連載2 小松愛が魅力を感じる脚本、出演したくなる脚本とは?


【座付き作家からの質問】


  「オファーがあった時は、必ず脚本を読んでから出演するか否かを決める」──、役
 者・小松愛の変わらぬ主張です。それはつまり、表現者として作品に責任を負おうとす
 る決意表明であり、とても誠実な態度だと私は感じています。


  では、そんな小松愛が、「こういう作品だったら出演したい」と感じる脚本はどのよう
 なものなのでしょうか?


***   ***   ***   ***   ***   ***   ***  


【小松愛の回答】


 私が面白いと感じるのは、テーマがあって共感できる、または新しい価値観を与えてくれる、魅力的なキャラクターがいる、エンターテイメント性が高い、というような要素を含んだ作品です。


 社会派でもファンタジーでも、ジャンルに対しての強い拘りはないのですが、こういう要素がきちんと入っている作品に出演できたら素敵です。
 

 テーマやメッセージは要らないという考え方もあるようですが、私にとっては脚本を読んで、何を訴えたい作品なのか、きちんと分かって共感できるかというのが特に大事なことです。
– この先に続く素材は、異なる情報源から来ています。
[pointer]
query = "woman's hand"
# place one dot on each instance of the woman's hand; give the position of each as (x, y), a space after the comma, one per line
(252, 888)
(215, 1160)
私はかなり単純なので、主人公がメッセージを発していて、それを応援したくなるような作品が特に好きみたいです。
 
 
 なので、難解で何を表現したいのか分からないとか、ストーリーが凡庸、単調、矛盾があるといった脚本には魅力を感じません。出演したくなる脚本という質問からは、少しそれてしまうかもしれませんが、漫画や小説が原作の作品を舞台や映画にする場合は、映像や舞台でこそ表現する意味や価値を持てる作品であってほしいです。


***   ***   ***   ***   ***   ***   ***  


【座付き作家からのコメント】


なるほど、よくわかりました。
確かなメッセージ性があり、それを物語るキャラクターたちが求心力に溢れていて、一瞬たりとも観る者を飽きさせない脚本──、自分も作家としてそういう作品を目指したいです。